2008年5月16日
都市再生機構(UR 小野邦久理事長)は耐震基準に合わない9都道府県17団地にある24棟(1950戸)の賃貸集合住宅を2年以内に解体する。この方針に対して住んでいる人の中からは「住み慣れたところなので動きたくない。急に言われても困る」などの反発が出ている。URとしては別な団地に移ってもらうように説得しているが交渉は難航しそうである。しかし、震度7程度で倒壊する恐れがあるために解体する方針は変えないという。
URは05年11月に発覚した耐震偽装事件をきっかけに調査を始めた。1981年の建築基準法改正以前に立てられた約1万2700棟のうち約2100棟が基準を満たしていないことが分かった。350棟は補修工事などをしてそのまま住めるようにしたが、24棟は補修工事をしても引き続き住むことは難しいので解体することにした。
解体する中には東京日野市の高幡台団地などが含まれている。こうした団地に住む人は高齢者が多いため、出てもらうことには不満は多い。URとしては説明会を丁寧にするとともに別な賃貸住宅を紹介する。稗田昭人カスタマーコミュニケーション室長は「耐震の問題は急を要することであり、ほかに住むところを紹介して理解してもらっている。URのホームページでも機構住宅における耐震安全性確保の取り組みについてとか、賃貸住宅のストック再生・再編方針などについて説明をしています。なるべく時間をかけて説得していきます」と話している。
URの賃貸住宅だけでなく、民間のマンション約600万戸(08年4月現在)のうち、建築基準法改正以前に建てられた30年を越すものが80万戸ある。こうしたマンションをどのように再生していくかは不動産業界も関心を持ってきている。
業界大手の野村不動産はマンションの建替え事業に本格的に参入する。2〜3年以内に販売が好調な都心のマンション9物件(2400戸)の建て替えに着手する。30〜40年経った古いマンションが対象であり、敷地容積を有効活用し、今までの物件よりも戸数を増やして上乗せ分を一般の客に売却する。第1弾として、東京・新宿の新宿御苑のそばの40年経った地上7階建てのマンション(69戸)の建て替えをする。容積率を最大に生かして93戸のマンションにし、出ていく人もあるので、野村不動産の持ち分は34戸になる。2010年夏に完成する。こうした事業は旭化成ホームズや三菱地所も既に手がけている。
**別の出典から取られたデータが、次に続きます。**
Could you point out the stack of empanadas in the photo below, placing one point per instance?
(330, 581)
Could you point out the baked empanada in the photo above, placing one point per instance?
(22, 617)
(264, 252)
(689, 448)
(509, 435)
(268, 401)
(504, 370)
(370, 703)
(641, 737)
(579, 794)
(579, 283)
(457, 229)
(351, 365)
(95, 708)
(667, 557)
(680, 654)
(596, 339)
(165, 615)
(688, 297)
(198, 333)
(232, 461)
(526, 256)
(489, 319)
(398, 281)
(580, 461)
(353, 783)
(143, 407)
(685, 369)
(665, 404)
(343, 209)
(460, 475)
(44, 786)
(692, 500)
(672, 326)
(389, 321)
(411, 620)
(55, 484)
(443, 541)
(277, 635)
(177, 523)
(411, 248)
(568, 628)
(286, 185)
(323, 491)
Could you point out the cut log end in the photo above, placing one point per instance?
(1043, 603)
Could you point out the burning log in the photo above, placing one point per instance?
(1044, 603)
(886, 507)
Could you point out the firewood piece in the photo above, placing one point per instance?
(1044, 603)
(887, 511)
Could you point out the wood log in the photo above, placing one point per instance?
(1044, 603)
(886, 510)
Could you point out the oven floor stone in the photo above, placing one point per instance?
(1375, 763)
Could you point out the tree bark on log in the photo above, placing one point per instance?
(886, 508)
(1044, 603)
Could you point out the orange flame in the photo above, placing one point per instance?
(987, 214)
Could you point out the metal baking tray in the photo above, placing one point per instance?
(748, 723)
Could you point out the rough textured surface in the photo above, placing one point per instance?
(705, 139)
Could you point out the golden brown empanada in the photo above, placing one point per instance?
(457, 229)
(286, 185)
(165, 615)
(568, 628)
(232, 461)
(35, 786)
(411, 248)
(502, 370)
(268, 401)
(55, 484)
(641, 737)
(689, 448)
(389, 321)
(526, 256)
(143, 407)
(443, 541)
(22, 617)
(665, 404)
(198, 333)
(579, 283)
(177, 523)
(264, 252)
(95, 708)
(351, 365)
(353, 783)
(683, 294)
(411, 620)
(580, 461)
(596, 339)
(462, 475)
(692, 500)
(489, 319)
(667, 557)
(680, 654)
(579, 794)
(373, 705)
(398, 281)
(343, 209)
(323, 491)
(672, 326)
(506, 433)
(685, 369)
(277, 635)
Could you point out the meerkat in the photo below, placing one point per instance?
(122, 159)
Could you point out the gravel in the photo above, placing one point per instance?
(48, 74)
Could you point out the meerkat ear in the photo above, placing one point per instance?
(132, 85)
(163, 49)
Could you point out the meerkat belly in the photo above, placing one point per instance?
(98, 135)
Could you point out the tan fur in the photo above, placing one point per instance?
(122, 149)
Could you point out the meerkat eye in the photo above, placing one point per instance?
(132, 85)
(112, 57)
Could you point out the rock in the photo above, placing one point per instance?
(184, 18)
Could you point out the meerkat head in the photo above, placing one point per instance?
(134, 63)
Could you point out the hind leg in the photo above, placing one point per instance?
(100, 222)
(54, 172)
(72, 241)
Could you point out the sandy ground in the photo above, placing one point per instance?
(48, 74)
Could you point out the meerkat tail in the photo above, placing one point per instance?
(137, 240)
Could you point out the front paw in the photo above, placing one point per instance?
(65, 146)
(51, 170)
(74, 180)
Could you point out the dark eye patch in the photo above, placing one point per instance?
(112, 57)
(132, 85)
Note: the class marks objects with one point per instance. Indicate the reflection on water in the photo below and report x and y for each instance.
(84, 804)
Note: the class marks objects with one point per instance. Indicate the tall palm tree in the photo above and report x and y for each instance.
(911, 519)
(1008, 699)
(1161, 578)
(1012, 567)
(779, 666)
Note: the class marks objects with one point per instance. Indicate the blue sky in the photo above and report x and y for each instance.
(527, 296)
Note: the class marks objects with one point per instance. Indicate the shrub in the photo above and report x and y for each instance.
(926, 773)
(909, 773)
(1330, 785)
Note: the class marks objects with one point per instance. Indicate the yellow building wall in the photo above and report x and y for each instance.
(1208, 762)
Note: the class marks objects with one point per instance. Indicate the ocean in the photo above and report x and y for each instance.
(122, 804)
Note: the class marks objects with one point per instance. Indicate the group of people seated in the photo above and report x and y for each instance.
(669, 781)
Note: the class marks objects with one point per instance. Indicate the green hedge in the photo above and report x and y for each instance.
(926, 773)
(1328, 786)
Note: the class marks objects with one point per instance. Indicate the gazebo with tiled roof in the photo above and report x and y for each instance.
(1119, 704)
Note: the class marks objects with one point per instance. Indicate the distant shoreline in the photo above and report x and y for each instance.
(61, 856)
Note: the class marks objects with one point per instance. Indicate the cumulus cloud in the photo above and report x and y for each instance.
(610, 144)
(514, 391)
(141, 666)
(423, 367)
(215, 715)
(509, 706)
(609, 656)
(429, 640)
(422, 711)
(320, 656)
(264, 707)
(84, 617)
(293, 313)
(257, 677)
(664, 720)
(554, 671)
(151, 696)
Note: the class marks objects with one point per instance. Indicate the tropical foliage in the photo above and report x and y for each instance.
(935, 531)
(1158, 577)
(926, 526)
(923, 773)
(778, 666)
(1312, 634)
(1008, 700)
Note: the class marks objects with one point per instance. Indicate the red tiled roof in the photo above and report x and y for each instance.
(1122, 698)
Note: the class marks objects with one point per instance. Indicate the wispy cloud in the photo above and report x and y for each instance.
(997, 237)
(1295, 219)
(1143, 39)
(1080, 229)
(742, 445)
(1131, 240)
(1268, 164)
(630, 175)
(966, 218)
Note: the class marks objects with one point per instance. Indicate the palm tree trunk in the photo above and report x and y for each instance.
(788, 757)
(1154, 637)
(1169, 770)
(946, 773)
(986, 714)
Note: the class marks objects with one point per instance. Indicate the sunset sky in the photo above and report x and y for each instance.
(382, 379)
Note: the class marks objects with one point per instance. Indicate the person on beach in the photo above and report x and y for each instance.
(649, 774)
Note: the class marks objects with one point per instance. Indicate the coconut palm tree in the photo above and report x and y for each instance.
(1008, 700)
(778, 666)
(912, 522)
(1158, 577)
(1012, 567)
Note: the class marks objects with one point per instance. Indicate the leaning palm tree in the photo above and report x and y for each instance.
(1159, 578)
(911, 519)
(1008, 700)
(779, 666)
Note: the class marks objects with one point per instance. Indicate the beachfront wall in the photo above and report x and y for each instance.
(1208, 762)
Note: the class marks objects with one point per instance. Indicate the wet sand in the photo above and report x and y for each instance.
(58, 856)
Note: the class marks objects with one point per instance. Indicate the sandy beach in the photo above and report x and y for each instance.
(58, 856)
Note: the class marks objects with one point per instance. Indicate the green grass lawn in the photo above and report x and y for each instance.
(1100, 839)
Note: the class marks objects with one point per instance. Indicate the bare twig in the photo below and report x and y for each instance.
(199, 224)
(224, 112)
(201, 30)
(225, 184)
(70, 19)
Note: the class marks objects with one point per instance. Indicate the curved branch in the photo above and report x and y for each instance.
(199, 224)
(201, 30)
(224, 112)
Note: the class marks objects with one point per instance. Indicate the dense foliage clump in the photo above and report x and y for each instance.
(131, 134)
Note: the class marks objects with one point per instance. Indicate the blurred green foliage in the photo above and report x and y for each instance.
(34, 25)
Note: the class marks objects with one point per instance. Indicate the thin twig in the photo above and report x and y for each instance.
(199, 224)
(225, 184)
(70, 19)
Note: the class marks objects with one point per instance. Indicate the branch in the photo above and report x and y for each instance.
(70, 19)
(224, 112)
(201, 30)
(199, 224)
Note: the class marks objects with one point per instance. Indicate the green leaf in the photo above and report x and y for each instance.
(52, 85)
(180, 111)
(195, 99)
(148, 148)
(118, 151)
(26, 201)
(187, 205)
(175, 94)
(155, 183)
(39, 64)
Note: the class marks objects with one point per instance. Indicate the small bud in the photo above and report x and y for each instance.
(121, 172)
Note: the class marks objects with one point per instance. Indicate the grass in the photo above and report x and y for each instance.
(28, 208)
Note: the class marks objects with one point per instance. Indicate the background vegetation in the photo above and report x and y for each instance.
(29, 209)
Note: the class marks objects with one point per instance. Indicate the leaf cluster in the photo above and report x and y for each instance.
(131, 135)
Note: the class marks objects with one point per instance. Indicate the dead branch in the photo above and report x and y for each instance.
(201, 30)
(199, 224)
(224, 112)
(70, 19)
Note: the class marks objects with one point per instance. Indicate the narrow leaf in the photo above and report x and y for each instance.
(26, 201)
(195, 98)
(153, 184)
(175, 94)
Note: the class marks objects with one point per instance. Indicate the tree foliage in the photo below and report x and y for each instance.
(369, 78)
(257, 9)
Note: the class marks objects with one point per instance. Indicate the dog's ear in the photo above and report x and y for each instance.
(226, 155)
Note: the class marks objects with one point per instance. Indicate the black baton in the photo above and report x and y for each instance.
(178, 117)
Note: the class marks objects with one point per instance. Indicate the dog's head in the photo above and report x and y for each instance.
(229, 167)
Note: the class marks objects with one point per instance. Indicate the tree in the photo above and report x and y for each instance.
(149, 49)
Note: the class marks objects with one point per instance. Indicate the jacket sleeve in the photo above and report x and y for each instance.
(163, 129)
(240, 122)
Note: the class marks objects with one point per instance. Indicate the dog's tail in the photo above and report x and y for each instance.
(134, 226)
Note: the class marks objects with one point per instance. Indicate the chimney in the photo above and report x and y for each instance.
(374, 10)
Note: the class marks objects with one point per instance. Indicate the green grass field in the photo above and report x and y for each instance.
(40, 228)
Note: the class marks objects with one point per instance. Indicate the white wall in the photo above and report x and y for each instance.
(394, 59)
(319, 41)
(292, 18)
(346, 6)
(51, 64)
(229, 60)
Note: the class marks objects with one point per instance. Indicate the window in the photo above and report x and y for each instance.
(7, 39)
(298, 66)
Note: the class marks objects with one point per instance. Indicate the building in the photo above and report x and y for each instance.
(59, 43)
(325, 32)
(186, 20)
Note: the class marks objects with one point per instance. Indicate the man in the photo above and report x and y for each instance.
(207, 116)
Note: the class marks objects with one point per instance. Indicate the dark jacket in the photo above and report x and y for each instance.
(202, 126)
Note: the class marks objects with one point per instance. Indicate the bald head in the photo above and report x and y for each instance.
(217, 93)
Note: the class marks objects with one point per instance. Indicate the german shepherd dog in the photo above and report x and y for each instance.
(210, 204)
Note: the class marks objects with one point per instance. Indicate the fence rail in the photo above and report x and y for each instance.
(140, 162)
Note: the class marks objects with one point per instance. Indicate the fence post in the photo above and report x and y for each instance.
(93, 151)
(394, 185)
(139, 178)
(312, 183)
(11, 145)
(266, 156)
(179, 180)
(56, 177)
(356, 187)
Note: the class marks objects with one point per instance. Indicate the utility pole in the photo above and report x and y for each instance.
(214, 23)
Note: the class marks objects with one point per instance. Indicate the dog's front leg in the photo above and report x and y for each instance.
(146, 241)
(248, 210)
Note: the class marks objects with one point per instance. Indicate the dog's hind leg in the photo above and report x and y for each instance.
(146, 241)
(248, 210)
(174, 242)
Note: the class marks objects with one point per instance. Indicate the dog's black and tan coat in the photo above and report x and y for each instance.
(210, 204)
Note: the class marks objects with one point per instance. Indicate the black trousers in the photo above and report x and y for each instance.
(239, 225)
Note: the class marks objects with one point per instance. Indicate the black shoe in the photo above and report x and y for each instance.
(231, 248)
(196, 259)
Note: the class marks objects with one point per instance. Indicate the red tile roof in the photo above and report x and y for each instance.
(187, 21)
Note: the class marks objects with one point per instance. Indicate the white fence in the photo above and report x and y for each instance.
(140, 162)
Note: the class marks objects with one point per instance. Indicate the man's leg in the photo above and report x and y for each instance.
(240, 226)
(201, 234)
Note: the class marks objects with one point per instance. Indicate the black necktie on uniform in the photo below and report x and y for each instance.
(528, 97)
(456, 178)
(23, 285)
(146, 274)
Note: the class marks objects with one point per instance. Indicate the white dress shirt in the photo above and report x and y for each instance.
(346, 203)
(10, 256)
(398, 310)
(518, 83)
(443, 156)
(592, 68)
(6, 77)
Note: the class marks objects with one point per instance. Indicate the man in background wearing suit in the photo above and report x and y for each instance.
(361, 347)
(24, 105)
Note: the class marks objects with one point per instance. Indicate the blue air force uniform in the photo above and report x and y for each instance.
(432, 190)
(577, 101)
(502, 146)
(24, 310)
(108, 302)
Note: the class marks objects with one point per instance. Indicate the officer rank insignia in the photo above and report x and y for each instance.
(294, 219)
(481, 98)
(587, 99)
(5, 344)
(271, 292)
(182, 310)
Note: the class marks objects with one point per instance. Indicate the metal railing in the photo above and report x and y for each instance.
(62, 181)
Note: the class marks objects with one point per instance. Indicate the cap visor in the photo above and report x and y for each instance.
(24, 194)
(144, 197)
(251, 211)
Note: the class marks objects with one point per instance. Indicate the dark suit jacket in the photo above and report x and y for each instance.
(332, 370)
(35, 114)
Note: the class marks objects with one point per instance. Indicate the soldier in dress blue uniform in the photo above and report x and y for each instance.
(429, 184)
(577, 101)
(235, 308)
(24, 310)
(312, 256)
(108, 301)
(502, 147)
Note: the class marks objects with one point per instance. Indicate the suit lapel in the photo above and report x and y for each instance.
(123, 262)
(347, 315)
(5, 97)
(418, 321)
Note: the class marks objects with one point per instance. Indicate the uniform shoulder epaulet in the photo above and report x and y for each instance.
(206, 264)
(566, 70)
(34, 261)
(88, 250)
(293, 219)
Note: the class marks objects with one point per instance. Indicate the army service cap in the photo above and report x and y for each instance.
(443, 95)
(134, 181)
こうしたやり方のほかにファンドを使って老朽化したマンションを再生したらどうか、という提案を、米山秀隆・富士通総研経済研究所主任研究員が5月2日付の日経新聞でしている。それによるとファンドが古いマンションの区分所有者から物件を買い取り、分譲マンションをリノベーション(中古物件の改装)して賃貸マンションとして再生する。この賃貸マンションから高い賃料がえられれば不動産投資信託(J−REIT)に組み入れることも出来る、という。ファンドや区分所有者だけでなくマンションを再生することで環境問題にもよいことになる、という。解体すると廃棄物が出るが、再生することでそれがない。米山研究員は、こうしたファンドなどにURが出資することを検討すべきだと提案している。老朽化したマンションや住宅の再生は耐震問題からも待ったなしである。